In der medizinischen Forschung werden die Gesundheitsdaten standardmäßig pseudonymisiert. Bei einer Pseudonymisierung ist die Re-Identifizierung oder zumindest die Re-Identifizierbarkeit explizit vorgesehen, dies dient dazu, eine Person in einem Datensatz wiederzuerkennen, denn falls nun zu einem späteren Zeitpunkt weitere Gesundheitsdaten zu dieser Person gespeichert werden, soll es möglich sein, diese mit den bisherigen gespeicherten Daten dieser Person zu verknüpfen. Zu diesem Zweck werden dann die Daten dieser Person zusammen mit einem Pseudonym gespeichert. Die Zuordnung zwischen Pseudonym und Identität kann ganz simpel als Tabelle an einem sicheren Ort hinterlegt werden. Es können hierfür jedoch auch kryptographische Verfahren zum Einsatz kommen. Beim Hinzufügen von neuen Daten einer Person wird dann das richtige Pseudonym aus der Tabelle entnommen bzw. berechnet, sodass auch neue Daten einer Person mit den bereits vorhandenen Daten verknüpft werden können. Ohne die Kenntnis der korrekten Zuordnung zwischen Pseudonym und Identität dürfen die Daten jedoch nicht einer spezifischen Person zugeordnet werden. Es muss also auch sichergestellt werden, dass die mit dem Pseudonym verknüpften Daten selbst nicht identifizierende Merkmale aufweisen. Bei pseudonymisierten Daten handelt es sich um personenbezogene Daten; die DSGVO ist voll wirksam.

In Deutschland entstehen immer mehr Register, die medizinische personenbezogene Daten für die Forschung zur Verfügung stellen. Selbst wenn die Datenverarbeitung auf gesetzlicher Grundlage erfolgt, hält der BfDI es für geboten, dass die Betroffenen zusätzlich – als Teil der Rechtsgrundlage – in die Nutzung ihrer Gesundheitsdaten für Forschungszwecke zustimmen müssen.
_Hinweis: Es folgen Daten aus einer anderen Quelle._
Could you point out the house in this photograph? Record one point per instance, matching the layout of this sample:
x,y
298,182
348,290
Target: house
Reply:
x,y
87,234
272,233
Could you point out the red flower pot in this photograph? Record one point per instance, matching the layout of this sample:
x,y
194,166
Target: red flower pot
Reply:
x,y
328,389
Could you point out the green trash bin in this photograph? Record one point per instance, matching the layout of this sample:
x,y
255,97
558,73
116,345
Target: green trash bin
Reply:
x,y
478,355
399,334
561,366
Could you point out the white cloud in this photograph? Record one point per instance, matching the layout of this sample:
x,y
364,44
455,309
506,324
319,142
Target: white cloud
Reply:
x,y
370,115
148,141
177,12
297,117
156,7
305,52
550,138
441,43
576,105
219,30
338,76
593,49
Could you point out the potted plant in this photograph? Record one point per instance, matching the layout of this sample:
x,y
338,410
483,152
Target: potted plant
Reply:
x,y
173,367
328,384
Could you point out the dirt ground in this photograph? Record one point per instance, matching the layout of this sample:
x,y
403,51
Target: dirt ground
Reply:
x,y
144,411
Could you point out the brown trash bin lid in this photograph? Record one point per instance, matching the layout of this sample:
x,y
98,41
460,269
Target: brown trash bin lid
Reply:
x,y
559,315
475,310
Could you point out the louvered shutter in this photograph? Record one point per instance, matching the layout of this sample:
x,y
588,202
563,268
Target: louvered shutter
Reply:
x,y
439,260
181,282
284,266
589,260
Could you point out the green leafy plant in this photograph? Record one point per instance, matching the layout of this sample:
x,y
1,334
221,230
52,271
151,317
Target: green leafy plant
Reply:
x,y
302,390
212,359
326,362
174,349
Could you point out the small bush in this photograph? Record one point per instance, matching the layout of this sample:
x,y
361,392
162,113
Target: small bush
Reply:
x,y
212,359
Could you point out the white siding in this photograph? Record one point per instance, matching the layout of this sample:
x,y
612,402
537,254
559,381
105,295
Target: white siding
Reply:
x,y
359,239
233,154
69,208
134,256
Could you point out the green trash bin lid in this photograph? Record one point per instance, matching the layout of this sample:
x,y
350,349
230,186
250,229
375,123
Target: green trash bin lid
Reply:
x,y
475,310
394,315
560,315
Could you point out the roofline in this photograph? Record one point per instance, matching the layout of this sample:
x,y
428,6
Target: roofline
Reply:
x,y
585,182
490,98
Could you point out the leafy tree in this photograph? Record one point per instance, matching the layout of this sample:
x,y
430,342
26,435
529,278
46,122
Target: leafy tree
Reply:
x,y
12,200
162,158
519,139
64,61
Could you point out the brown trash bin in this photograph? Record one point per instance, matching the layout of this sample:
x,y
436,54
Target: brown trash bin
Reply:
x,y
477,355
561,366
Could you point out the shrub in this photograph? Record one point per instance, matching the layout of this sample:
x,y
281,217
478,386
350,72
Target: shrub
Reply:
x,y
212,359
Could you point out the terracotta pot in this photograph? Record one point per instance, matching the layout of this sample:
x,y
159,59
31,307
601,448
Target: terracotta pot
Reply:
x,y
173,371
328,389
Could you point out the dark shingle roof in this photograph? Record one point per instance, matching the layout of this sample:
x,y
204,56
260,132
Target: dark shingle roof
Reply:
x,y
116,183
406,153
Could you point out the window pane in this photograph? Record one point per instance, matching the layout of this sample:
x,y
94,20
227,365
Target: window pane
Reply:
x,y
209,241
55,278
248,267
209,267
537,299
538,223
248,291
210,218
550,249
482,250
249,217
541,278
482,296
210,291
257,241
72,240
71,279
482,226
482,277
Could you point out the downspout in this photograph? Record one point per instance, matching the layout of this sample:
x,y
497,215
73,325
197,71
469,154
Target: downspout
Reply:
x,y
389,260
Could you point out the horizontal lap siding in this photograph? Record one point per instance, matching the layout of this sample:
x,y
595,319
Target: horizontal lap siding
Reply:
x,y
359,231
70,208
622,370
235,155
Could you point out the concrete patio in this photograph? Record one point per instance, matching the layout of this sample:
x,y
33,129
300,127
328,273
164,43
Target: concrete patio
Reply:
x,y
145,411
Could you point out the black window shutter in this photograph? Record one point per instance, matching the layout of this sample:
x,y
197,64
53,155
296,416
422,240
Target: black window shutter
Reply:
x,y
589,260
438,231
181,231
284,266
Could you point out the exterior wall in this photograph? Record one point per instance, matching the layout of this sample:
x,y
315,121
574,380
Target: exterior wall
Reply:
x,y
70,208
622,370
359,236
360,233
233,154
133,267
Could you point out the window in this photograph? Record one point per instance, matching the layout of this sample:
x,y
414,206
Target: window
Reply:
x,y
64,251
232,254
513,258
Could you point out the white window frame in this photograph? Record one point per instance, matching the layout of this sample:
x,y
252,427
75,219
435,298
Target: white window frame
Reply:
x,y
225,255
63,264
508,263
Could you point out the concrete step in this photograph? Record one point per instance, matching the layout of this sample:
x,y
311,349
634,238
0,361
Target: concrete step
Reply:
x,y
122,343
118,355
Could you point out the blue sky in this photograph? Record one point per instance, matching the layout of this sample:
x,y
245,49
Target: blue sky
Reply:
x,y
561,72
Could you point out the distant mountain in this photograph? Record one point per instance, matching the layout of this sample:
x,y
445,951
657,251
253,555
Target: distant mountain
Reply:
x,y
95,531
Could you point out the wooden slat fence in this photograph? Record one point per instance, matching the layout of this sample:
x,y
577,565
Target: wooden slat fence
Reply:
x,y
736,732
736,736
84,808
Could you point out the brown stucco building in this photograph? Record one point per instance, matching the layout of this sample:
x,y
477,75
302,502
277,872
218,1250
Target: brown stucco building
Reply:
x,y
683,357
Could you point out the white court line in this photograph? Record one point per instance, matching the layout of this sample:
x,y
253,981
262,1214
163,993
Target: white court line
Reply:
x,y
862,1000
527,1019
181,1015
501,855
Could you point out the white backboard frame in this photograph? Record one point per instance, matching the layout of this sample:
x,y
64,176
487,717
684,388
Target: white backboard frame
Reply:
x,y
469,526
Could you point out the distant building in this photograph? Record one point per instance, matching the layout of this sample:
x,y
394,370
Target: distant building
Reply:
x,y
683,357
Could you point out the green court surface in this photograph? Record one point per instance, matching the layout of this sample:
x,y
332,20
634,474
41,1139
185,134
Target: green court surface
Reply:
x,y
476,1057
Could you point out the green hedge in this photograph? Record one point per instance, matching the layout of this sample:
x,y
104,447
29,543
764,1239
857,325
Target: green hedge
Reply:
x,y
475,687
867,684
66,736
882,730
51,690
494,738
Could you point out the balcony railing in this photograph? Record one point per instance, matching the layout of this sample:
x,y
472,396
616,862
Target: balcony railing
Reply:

Mindestens aber ist ein Widerspruchsrecht vorzusehen. Dann können sie selbst entscheiden, ob ihre personenbezogenen Gesundheitsdaten für die Forschung zur Verfügung gestellt werden. Die Pseudonymisierung bietet großartige Chancen, die Verarbeitung von personenbezogenen Daten DSGVO-konform zu gestalten. Jedoch bietet die Pseudonymisierung und Verschlüsselung der Daten keinen absoluten Schutz vor einer Re-Identifikation. Je mehr Daten zu einem „Fall“ im Register vorliegen, desto größer ist die Wahrscheinlichkeit einer Re-Identifikation. Umso wichtiger sind zusätzliche Verfahren wie die Aggregierung und Anonymisierung, die Forschung auf verschlüsselten Daten oder die „differential privacy“. Zudem ist die Möglichkeit der Forschung durch verteiltes Lernen oder durch Datenzugang vorrangig zu prüfen, so dass die Forschenden Zugriff auf einen auf ihre Forschungsfrage zugeschnittenen Datensatz im System des Registers („on premise“) und unter dessen Kontrolle erhalten, die Falldaten das Register aber nicht verlassen. Soweit beispielsweise Künstliche Intelligenz einbezogen ist, sollte auch die Möglichkeit der Forschung an synthetischen Datensätzen, die keinen Bezug zu Personen aufweisen, berücksichtigt werden.